Dosya Haberler

Osmanlı Müverrihleri – VII: Hoca Sadeddin Efendi

Arda Akıncı / 25.03.2016

Hicri 953 yılında İstanbul’da dünyaya gelen Sadeddin Efendi, Devlet-i Aliyye ve sultanlara hizmette bulunmuş birçok kimse gibi Saray’a yakın bir ailenin çocuğudur. Hem büyükbabası hem de babası Yavuz Sultan Selim’in yakınında yer almış ve sultanın güvenini kazanmış kimselerdi. Sadeddin Efendi de Saray’a bu kadar yakın olması hasebiyle çok iyi bir eğitim alma imkanı buldu. Eğitiminden sonra uzun süre İstanbul ve farklı illerde müderrislikte bulundu. Lakin Sadeddin Efendi’nin hayatı, Şehzade Murad’ın muallimi İbrahim Efendi’nin vefatıyla değişti.

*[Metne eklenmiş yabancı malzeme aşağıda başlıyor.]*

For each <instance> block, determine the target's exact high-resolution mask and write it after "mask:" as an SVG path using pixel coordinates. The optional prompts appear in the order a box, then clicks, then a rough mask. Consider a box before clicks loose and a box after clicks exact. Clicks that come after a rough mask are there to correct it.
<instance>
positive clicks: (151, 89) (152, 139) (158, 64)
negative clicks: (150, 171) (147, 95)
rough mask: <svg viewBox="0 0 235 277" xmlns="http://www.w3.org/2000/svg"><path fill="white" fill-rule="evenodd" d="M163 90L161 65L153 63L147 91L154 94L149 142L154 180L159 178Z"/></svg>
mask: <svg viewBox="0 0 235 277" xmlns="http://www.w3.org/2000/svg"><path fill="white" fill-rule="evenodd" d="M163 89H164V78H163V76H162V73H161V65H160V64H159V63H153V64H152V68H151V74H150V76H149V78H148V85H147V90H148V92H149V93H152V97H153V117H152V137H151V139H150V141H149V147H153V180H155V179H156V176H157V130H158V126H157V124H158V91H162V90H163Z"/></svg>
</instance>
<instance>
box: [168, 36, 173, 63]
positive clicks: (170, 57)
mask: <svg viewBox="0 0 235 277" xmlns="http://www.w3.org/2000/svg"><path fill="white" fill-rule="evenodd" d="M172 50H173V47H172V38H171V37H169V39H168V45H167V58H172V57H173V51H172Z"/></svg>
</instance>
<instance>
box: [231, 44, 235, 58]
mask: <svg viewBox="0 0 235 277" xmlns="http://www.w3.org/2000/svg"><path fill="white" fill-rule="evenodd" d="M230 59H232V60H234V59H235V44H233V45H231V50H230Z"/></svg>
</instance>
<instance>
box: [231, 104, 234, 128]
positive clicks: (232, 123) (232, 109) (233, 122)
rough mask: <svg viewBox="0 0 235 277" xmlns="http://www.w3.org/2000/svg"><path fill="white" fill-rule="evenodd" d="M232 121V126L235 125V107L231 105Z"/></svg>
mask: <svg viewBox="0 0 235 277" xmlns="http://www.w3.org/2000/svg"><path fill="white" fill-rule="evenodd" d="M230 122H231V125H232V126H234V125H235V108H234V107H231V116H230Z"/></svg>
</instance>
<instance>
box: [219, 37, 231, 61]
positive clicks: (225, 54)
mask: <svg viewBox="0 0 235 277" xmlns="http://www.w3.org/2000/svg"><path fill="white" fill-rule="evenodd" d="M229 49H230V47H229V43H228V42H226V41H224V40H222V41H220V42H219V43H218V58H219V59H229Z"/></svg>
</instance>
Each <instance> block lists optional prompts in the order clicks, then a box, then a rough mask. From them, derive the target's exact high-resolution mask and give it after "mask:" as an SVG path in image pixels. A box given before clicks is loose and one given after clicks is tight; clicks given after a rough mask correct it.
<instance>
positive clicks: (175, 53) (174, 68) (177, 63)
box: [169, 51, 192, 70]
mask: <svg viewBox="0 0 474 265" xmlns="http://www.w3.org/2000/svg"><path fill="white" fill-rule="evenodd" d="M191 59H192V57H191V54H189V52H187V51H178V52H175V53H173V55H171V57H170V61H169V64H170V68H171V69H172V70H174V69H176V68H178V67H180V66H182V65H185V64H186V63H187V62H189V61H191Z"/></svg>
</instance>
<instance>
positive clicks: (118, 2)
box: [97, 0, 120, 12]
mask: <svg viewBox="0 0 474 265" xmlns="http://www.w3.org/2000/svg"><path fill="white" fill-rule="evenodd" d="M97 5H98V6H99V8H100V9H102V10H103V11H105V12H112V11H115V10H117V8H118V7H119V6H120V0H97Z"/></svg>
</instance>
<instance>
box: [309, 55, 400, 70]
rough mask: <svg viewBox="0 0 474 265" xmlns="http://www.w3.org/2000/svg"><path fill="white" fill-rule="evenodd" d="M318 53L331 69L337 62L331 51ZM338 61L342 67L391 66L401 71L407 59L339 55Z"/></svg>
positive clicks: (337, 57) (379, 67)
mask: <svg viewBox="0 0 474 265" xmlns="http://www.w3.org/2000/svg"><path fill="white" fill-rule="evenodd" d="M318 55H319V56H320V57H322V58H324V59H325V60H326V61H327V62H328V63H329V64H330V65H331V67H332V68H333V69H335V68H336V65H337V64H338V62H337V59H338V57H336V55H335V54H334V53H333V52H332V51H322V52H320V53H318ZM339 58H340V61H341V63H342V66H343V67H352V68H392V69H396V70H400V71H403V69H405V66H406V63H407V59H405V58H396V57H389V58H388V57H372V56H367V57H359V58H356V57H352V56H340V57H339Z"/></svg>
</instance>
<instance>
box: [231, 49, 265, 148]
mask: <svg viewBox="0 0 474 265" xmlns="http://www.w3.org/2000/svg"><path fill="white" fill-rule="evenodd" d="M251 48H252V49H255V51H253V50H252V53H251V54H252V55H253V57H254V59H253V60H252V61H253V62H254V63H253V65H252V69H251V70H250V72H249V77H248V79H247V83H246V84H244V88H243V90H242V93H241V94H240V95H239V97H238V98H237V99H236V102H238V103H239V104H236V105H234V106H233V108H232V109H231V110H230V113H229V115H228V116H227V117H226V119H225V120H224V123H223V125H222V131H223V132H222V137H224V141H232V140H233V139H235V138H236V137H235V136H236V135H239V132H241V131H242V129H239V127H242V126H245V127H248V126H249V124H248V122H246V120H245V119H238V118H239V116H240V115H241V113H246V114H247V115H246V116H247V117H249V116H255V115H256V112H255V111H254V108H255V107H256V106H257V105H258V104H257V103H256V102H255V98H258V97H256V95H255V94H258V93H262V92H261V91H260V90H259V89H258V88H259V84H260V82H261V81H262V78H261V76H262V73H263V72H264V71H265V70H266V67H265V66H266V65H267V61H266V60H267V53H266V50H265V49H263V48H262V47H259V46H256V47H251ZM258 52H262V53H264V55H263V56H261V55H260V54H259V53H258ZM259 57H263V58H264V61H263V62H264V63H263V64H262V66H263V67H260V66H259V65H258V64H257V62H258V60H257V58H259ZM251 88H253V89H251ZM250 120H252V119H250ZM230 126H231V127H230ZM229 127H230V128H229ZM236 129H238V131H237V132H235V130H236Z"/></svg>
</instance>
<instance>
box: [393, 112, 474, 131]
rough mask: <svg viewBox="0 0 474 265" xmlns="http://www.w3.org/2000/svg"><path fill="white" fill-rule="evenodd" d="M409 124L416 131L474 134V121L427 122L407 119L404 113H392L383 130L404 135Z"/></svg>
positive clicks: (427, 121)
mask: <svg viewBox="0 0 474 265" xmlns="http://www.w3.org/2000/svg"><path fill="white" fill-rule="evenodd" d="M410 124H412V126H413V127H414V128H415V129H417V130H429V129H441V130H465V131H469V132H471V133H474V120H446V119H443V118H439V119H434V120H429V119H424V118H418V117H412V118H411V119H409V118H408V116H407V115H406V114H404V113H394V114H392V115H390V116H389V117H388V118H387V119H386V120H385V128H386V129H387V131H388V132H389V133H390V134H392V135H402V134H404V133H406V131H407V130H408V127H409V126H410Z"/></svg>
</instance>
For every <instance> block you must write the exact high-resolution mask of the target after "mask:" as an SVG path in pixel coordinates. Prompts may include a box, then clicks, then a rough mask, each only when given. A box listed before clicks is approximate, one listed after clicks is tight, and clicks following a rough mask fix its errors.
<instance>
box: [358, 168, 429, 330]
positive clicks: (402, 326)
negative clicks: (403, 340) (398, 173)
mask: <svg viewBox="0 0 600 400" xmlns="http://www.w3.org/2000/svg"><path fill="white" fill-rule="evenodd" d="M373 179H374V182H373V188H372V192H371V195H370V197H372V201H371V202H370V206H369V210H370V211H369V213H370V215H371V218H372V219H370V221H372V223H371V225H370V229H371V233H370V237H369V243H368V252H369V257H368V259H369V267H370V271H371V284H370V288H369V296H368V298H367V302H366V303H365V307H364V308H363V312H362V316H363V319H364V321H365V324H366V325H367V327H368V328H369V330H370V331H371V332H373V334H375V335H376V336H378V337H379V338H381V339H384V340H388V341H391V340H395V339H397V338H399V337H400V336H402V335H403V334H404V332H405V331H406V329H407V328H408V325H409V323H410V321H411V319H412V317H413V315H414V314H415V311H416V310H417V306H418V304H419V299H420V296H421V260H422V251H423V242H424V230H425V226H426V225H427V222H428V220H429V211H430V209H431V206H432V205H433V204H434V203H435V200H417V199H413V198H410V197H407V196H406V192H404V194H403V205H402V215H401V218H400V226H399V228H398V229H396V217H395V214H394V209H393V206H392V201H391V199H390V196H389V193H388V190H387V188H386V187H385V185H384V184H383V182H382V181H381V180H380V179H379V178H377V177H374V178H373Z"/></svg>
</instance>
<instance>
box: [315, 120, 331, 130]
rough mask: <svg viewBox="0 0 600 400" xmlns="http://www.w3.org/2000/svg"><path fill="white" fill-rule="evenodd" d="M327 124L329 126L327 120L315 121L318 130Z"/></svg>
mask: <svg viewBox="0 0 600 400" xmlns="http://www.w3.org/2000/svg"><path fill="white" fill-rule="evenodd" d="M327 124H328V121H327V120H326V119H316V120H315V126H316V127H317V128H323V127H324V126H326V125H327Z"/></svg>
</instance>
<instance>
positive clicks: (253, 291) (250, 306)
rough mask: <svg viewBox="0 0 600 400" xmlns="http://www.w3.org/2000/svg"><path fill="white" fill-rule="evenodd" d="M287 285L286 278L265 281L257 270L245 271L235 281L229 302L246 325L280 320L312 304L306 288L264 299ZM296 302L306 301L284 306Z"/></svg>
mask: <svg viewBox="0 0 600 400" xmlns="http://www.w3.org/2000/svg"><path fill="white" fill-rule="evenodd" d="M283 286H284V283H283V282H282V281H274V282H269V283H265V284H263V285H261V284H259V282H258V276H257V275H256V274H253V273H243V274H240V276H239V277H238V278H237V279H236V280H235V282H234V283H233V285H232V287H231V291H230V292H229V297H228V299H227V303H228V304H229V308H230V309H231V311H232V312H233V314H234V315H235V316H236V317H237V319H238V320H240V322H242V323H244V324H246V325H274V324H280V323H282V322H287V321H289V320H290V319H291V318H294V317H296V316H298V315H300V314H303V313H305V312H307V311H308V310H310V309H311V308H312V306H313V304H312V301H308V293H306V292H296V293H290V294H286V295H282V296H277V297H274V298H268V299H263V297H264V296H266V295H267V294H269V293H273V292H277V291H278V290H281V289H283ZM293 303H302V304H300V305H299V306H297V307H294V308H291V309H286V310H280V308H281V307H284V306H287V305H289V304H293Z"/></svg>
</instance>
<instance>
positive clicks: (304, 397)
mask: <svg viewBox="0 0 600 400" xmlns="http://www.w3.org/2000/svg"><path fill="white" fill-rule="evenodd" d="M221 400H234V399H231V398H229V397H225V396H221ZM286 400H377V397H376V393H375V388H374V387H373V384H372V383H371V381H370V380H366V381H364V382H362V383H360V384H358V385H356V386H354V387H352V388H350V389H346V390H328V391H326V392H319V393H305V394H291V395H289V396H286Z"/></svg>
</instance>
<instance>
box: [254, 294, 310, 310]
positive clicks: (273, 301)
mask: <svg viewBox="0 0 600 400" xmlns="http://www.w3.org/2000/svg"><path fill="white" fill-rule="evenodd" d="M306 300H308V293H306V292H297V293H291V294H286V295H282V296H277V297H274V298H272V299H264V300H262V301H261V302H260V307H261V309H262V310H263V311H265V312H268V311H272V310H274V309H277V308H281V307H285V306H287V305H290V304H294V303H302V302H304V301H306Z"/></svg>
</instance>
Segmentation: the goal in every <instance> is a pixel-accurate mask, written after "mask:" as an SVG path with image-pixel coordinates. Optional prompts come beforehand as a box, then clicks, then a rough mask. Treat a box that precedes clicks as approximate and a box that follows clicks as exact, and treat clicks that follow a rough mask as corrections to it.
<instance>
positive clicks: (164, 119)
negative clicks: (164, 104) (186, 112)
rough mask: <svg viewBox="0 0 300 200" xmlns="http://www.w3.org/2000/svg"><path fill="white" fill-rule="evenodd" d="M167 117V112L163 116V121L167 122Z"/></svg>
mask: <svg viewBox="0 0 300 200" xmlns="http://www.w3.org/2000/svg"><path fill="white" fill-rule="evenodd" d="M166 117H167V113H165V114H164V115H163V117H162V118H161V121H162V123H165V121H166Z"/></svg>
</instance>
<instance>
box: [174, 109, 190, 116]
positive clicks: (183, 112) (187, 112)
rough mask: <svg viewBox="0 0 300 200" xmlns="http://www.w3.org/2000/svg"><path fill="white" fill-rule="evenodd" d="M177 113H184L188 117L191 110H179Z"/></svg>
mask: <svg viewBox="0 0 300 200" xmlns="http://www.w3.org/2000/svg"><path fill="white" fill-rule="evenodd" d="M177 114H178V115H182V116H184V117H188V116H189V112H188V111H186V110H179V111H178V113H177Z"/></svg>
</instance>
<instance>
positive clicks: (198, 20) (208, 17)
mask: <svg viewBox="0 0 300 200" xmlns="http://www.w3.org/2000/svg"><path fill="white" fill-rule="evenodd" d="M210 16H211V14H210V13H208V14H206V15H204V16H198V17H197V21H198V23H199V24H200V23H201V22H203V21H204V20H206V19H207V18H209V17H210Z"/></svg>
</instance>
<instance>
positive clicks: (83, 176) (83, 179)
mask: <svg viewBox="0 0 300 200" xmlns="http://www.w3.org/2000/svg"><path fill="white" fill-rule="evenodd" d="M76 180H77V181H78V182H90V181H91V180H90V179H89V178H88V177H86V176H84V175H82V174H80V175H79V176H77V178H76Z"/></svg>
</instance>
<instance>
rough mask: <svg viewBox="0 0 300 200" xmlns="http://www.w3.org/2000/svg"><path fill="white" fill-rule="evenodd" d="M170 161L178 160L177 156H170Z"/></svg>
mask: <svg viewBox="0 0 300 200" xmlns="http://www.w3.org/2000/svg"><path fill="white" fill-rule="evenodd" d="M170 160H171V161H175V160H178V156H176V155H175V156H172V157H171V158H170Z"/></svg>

İbrahim Efendi’nin vefatından sonra, Sadeddin Efendi 981 yılının Muharrem ayında şehzade hocası olarak atandı ve Manisa’ya şehzade sancağına gönderildi. Manisa’da sekiz ay boyunca şehzade hocası olarak görev yapması hem ilim hayatında hem de devlet meselelerinde etkisinin artmasına ziyadesiyle yardımcı oldu. Bunun yanı sıra şehzade hocası olarak kendisini sevdirmesiyle birlikte Hoca ve Hoca Efendi namlarına kavuştu. Şehzade Murad’ın saltanata çağırılmasıyla, Hoca Sadeddin Efendi de payitahta gitti. Sultan III. Murad’ın cülûsundan sonra “hâce-i sultânî” unvanına layık görüldü. Sultan III. Murad döneminde ise kendisini Saray içerisindeki güç mücadelesinin ortasında bulan Hoca Sadeddin Efendi, Sokullu Mehmed Paşa’nın muhalifleri ile birlikte hareket etti. Saray’da bulunduğu sürece devlet işleri konusunda önemli roller oynayan Hoca Sadeddin Efendi’nin en büyük başarılarından birisi ise Osmanlı ile İngiltere arasında ilk resmi münasebetin kurulmasına öncü olmasıdır.

XVI. yüzyılda saray içerisinde siyasi aktörlerin sayısının çoğalması, güç mücadelelerin daha artması Hoca Sadeddin Efendi’yi de etkiledi. Sultan III. Mehmed döneminde de önemli görevlerde bulunan Hoca Sadeddin Efendi, Haçova seferinden sonra saray içi mücadeleler sonucu Sultan III. Mehmed tarafından azledildi. Her nasıl azledilmesine İbrahim Paşa’nın sadaret makamına gelişi neden olduysa, saraya geri dönüşünde de Sadrazam İbrahim Paşa’nın bu makamdan azli önemli bir etken olmuştur. Hâce-i sultânî unvanıyla ayrıldığı saraya 24 Şaban 1006 tarihinde Şeyhülislam olarak geri döndü.

Sarayda aldığı görevler ve öneminin yanı sıra Hoca Sadeddin Efendi’nin en önemli özelliklerinden bir tanesi de günümüzde Hoca Tarihi olarak da bilinen Tâcü’t-Tevârîh’i kaleme almış olmasıdır. Hoca Sadeddin Efendi’nin yazmış olduğu bu eser, Osmanlı tarihini devletin kurulduğu ilk günlerden Yavuz Sultan Selim devrinin sonuna kadar olan dönemini kapsar. Hoca Tarihi, hem yazıldığı dönemden itibaren Osmanlı’da hem de XVII. yüzyıldan itibaren Avrupa’da büyük bir ilgiye mazhar olmuştur. O zamanlarda olduğu gibi günümüzde de eseri kuruluş devrinden 1520 yılına kadar olan, belki de Osmanlı’nın klasik çağının aydınlatılması hususunda en önemli eserlerden birisidir.